The view of Mt. Adams kept getting clearer and even the view of Mt. Rainier improved somewhat.
One view that didn’t improve was to the SW where yet another smoke plume had arisen. This one we would learn the next day was the East Crater Fire in the Indian Heaven Wilderness.
We stopped again at Riley Creek where we joined a number of PCT thru-hikers cooling off and collecting water. We refilled our packs as well as our 96oz canteen (which was not the most fun thing to haul the 4 miles back to camp).
It was just after 4:30 when we arrived back at Horseshoe Meadow. Mt. Adams appeared to be free of any smoke but just over it’s shoulder to the east the sky looked really smokey.

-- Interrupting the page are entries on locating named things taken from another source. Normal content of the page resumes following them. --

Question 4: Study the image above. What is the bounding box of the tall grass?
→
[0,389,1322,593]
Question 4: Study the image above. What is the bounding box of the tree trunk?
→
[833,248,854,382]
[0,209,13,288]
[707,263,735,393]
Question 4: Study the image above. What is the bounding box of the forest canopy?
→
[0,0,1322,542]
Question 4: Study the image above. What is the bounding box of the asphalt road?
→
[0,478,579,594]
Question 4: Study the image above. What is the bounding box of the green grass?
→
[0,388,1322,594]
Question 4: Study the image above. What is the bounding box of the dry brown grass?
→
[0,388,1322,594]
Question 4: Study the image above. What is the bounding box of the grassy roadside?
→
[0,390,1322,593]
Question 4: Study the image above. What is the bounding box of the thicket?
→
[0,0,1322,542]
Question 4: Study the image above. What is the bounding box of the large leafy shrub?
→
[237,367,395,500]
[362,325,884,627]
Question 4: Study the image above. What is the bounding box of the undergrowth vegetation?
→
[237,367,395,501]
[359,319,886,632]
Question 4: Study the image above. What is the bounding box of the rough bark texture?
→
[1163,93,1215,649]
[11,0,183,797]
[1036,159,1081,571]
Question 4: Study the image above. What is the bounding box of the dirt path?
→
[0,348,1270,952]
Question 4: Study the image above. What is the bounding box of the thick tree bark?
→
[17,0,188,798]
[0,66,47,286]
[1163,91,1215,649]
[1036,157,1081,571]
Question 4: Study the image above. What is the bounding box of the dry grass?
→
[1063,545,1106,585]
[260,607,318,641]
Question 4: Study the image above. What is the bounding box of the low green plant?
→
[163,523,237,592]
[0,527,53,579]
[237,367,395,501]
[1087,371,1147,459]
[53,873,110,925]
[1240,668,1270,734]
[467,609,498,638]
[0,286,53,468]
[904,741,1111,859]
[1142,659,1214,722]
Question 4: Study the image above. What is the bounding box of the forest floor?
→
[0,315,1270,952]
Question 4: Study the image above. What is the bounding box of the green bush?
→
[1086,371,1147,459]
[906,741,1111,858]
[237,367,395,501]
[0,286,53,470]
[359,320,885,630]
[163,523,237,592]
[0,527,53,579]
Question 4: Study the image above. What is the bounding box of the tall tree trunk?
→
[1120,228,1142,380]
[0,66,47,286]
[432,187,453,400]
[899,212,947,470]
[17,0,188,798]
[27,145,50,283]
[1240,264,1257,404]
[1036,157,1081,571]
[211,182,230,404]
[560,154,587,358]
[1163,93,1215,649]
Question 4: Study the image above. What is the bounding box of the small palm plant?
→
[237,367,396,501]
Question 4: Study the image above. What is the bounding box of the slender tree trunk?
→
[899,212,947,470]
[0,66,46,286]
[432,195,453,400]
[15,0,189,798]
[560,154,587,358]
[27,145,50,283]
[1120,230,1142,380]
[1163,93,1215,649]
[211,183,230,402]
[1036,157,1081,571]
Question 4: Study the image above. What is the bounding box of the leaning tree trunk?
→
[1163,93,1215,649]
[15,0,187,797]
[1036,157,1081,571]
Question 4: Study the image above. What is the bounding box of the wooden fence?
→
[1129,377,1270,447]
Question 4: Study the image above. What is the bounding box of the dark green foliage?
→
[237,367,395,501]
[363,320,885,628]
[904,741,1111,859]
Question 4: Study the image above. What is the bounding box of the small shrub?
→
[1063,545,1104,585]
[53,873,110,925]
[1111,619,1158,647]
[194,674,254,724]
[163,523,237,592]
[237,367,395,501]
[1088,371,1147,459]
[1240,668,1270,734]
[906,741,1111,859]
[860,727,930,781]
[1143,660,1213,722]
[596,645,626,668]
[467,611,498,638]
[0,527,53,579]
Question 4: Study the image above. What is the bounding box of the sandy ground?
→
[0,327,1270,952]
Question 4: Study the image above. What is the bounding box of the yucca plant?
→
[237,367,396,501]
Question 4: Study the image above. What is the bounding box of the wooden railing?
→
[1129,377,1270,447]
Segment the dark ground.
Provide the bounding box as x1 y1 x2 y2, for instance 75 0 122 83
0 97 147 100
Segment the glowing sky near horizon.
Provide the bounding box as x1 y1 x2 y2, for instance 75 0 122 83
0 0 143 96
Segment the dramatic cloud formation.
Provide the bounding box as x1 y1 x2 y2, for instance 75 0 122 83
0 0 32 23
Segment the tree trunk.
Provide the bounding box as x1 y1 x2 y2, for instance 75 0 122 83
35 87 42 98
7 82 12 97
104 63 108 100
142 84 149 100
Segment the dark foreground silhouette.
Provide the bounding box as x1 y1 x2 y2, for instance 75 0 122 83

We ate dinner then sat by our tent and watched as a few wispy clouds passed overhead.
With all the fires around we couldn’t have asked for a better couple of days on the mountain. Those wonderful conditions didn’t make it into Labor Day though.
We woke up at 5:30am and despite it still being dark, we knew that some smoke had moved in based on the smell. When I got out of the tent and turned on my headlamp it illuminated the ash that was falling like a light snow. As the morning light made seeing a little easier we found that we couldn’t even see Mt. Adams.
As the Sun rose higher we could at least make out the mountains outline through the smoke.
We ate breakfast and packed up then headed south on the PCT.
Overall it was a cool morning but occasional blasts of warmer air hit us. We had started hiking a little before 7am so that helped. We passed a number of thru-hikers on their way north, one of whom told us that the Indian Heaven Wilderness was closed due to a new fire (East Crater).
A red sun came up over Mt. Adams as we made our way back.
The smoke finally lessened a bit when we had gotten back down into unburnt forest.
Near the trailhead we spoke to another thru-hiker who had been evacuated from Cascade Locks due to the Eagle Creek Fire. It was from her that we learned a teenager illegally using fireworks had started the inferno and that at least 140 hikers had been stranded overnight, trapped between the Eagle Creek and Indian Creek Fires.
Given the information we decided to drive back to Salem around Mt. Hood via Highways 35 and 26 thinking that I84 might be closed by the time we were trying to get through. It’s been a tough year out west regarding wildfires. Even though they are a natural part of the forest cycle (unless some moron does something stupid) it’s hard when so many of our favorite places seem to be burning at the same time. We know they will not look like they once did anytime in our lifetimes, but they will recover and in the meantime we will watch as God’s creation heals. Happy Trails!